LICENSE AND COPYRIGHT

Copyright (C) 2015 Jinpeng Wang, Li Li, Haigang Qi, Xuedi Du, and Guofan Zhang

This program is free software; you can redistribute it and/or modify it
under the terms of the the Artistic License (2.0). You may obtain a
copy of the full license at:

L<http://www.perlfoundation.org/artistic_license_2_0>

Any use, modification, and distribution of the Standard or Modified
Versions is governed by this Artistic License. By using, modifying or
distributing the Package, you accept this license. Do not use, modify,
or distribute the Package, if you do not accept this license.

If your Modified Version has been derived from a Modified Version made
by someone other than you, you are nevertheless required to ensure that
your Modified Version complies with the requirements of this license.

This license does not grant you the right to use any trademark, service
mark, tradename, or logo of the Copyright Holder.

This license includes the non-exclusive, worldwide, free-of-charge
patent license to make, have made, use, offer to sell, sell, import and
otherwise transfer the Package with respect to any patent claims
licensable by the Copyright Holder that are necessarily infringed by the
Package.
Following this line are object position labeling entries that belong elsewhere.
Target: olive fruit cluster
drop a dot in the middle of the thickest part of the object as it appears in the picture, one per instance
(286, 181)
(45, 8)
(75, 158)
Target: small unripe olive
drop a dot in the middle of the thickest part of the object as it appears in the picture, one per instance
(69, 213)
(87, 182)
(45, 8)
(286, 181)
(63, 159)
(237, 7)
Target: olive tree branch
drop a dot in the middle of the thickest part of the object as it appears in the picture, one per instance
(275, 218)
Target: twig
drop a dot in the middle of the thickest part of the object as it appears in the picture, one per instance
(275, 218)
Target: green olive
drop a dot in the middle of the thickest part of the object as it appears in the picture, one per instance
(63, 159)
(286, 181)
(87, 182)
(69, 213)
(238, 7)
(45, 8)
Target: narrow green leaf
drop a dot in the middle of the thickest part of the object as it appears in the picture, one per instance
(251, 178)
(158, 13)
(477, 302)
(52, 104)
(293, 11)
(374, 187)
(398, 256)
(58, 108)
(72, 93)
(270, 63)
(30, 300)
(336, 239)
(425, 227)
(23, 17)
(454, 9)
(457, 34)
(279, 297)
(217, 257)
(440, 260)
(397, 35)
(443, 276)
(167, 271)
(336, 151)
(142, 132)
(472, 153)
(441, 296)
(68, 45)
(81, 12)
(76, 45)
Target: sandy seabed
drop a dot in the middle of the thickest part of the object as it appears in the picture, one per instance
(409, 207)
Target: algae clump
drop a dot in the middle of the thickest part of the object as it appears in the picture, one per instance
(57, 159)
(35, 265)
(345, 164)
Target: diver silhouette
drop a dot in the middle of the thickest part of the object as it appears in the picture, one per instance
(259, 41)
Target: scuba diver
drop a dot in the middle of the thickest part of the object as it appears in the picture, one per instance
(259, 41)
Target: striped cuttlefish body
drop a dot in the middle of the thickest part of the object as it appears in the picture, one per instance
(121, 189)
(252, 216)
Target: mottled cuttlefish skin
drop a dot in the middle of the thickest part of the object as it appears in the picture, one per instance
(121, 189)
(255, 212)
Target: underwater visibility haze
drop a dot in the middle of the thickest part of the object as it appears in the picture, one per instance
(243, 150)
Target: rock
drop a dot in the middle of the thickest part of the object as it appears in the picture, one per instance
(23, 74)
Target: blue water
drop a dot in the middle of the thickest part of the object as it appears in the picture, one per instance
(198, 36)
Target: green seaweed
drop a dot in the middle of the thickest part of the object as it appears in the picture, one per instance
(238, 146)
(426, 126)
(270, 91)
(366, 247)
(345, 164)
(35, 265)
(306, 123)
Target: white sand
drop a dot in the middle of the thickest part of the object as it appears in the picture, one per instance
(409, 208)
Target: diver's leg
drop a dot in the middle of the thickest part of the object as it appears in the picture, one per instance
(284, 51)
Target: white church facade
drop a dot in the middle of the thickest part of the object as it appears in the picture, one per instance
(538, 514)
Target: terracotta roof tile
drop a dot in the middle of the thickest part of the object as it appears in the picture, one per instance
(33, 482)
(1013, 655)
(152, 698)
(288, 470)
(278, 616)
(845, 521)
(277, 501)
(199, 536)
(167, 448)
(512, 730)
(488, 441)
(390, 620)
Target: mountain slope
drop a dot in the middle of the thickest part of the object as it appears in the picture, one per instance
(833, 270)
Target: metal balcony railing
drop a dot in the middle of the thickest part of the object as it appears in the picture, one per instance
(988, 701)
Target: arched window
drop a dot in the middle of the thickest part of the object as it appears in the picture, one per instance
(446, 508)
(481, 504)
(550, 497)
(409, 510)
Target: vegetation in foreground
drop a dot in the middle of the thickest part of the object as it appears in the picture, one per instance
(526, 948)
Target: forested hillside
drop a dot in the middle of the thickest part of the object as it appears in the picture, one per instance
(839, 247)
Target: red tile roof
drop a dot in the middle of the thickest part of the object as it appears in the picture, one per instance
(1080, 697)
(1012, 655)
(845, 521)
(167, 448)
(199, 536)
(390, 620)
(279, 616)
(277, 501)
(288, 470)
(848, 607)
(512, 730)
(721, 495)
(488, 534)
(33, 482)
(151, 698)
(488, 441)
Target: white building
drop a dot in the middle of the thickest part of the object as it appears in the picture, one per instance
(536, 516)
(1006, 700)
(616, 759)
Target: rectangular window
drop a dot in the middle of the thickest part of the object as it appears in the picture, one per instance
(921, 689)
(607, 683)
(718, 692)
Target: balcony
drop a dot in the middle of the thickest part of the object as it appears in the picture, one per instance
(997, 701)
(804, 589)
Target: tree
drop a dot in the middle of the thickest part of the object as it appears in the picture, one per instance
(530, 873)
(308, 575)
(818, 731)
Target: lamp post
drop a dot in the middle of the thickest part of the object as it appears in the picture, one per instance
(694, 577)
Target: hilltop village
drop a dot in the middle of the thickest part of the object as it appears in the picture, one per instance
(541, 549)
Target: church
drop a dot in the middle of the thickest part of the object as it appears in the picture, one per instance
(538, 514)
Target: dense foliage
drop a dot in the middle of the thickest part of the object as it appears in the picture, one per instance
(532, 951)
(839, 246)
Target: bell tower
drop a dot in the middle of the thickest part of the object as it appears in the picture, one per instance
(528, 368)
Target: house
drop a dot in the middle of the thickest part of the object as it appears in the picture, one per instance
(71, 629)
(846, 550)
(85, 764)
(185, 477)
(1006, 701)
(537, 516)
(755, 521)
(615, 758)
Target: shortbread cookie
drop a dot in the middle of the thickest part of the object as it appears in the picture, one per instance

If you institute patent litigation (including a cross-claim or
counterclaim) against any party alleging that the Package constitutes
direct or contributory patent infringement, then this Artistic License
to you shall terminate on the date that such litigation is filed.

Disclaimer of Warranty: THE PACKAGE IS PROVIDED BY THE COPYRIGHT HOLDER
AND CONTRIBUTORS "AS IS' AND WITHOUT ANY EXPRESS OR IMPLIED WARRANTIES.
THE IMPLIED WARRANTIES OF MERCHANTABILITY, FITNESS FOR A PARTICULAR
PURPOSE, OR NON-INFRINGEMENT ARE DISCLAIMED TO THE EXTENT PERMITTED BY
YOUR LOCAL LAW. UNLESS REQUIRED BY LAW, NO COPYRIGHT HOLDER OR
CONTRIBUTOR WILL BE LIABLE FOR ANY DIRECT, INDIRECT, INCIDENTAL, OR
CONSEQUENTIAL DAMAGES ARISING IN ANY WAY OUT OF THE USE OF THE PACKAGE,
EVEN IF ADVISED OF THE POSSIBILITY OF SUCH DAMAGE.